Renata mengerutkan keningnya, “apa?”
“Aku gak bisa bayangin kalo one day, you'll getting married, walking down the aisle, with magnificent white dress and the veil cover your whole beauty face, dan bukan aku yang lagi berdiri di altar bareng kamu, bukan aku yang genggam tangan kamu, bukan aku yang ucap janji suci itu, dan bukan aku yang cium kamu. Membayangkan aja bikin aku ngilu, aku gak bisa, it has to be me, Ren. It has to be me.”
Pelupuk mata Renata tergenang air, belum jatuh dari sarangnya karena ingin sekali menyelesaikan percakapan itu. “Kenapa?” tanyanya dengan suara bergetar, menahan tangisnya.
Kalo mau nangis, nangis aja, batin Jayson menertawakan ekspresi Renata yang mempertahankan egonya agar tak menangis sesenggukan. “I love you, Renata Victoria, let's embark this adventure together. I can think of no two people better prepared for this journey, kecuali kamu dan aku.”
“Ooh, damn it!” Renata mengusap matanya yang basah, “makasih udah dibikin nangis.”

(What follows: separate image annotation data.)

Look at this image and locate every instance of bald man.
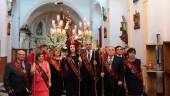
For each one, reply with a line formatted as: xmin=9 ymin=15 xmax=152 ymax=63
xmin=4 ymin=50 xmax=31 ymax=96
xmin=102 ymin=46 xmax=126 ymax=96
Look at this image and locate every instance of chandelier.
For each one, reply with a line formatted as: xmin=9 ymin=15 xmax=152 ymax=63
xmin=46 ymin=9 xmax=92 ymax=48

Jayson terkekeh, merengkuhnya dalam pelukan hangat. “Then stop asking something that you already know the answer is, okay?”
“Okay,” bisiknya ditengah-tengah genangan airmata yang kian deras, sembari ditemani rengkuhan hangat dari suaminya.

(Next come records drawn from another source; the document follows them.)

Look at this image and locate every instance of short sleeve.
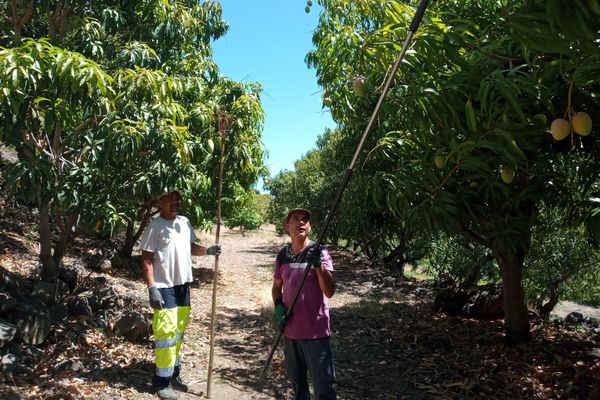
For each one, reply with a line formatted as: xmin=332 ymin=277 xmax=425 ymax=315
xmin=273 ymin=257 xmax=282 ymax=279
xmin=186 ymin=219 xmax=198 ymax=243
xmin=321 ymin=247 xmax=333 ymax=272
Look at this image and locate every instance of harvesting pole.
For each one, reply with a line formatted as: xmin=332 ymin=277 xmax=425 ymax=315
xmin=258 ymin=0 xmax=429 ymax=382
xmin=206 ymin=106 xmax=231 ymax=399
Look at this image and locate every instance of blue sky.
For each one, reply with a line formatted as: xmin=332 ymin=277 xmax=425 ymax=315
xmin=213 ymin=0 xmax=335 ymax=189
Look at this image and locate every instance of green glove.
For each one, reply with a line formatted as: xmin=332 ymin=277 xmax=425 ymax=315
xmin=306 ymin=247 xmax=323 ymax=269
xmin=275 ymin=299 xmax=287 ymax=329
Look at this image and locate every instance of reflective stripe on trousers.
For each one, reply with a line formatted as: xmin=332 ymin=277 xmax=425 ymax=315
xmin=152 ymin=306 xmax=190 ymax=378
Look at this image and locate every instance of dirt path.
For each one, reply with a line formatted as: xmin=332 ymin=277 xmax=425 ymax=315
xmin=0 ymin=222 xmax=600 ymax=400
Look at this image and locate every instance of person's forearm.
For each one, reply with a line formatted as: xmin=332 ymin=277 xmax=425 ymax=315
xmin=271 ymin=286 xmax=283 ymax=303
xmin=316 ymin=268 xmax=335 ymax=299
xmin=142 ymin=261 xmax=155 ymax=287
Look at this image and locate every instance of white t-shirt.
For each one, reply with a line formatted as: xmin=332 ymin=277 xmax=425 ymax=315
xmin=140 ymin=215 xmax=196 ymax=288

“Segala drama keluarga Hartono itu skenario terbaik dari Tuhan, agar aku tahu ternyata Dia udah siapkan satu wanita tangguh yang mau jalan bareng sama aku selama 8 tahun belakangan, through up and down, dan gak sedikitpun mengeluh walau keadaan memaksa dia buat menyerah. Terimakasih delapan tahunnya, happy anniversary.”
Keduanya melebur dalam ciuman haru. Di tengah-tengah lautan lepas, bergantung dalam satu hammock yang sama, diselubungi angin malam yang berusaha menerobos kehangatan mereka namun gagal.

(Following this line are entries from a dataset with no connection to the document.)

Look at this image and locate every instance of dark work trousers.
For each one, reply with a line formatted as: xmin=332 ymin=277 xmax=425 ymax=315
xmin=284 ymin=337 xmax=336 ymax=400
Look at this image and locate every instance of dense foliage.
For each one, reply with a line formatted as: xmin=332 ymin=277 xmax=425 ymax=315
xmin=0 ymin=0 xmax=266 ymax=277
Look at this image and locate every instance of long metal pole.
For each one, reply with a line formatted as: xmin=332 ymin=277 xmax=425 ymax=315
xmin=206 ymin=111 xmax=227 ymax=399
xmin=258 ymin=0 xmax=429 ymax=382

Lima tahun—ditambah tiga tahun—bukan waktu yang singkat, layak dijadikan landasan yang cukup kuat untuk hubungan mereka. Butuh tiga tahun untuk Renata membangun tembok kepercayaan, mengisi kosongnya halaman 'pernikahan' di kamus pribadi Jayson. Ketika si bujangan telah taken contract seumur hidup dengannya, maka tak adalagi jalan kembali, hanya ada jalan lurus, dan entah bagaimana jalan itu harus dilalui berdua. Berjalan, berlari, terseok-seok atau tersandung. Segala rintangannya patut ditaklukan, asam pahitnya harus ditelan mentah-mentah.
Mereka beradu tatap, berbagi senyum, saling menyalurkan kehangatan. Untuk kesekian kalinya, mereka sadar bahwa pernikahan bukanlah sesuatu yang Tuhan beri secara cuma-cuma. Semua orang mungkin bisa mengucapkan kata I do dalam mimbar altar, tapi tak semuanya bisa menapaki satu demi satu anak tangga pernikahan. Mereka harus mengupayakannya, menyisingkan lengan dan bekerja keras. Literally work on it.
Ya, mereka. Karena petualangan mereka baru saja dimulai.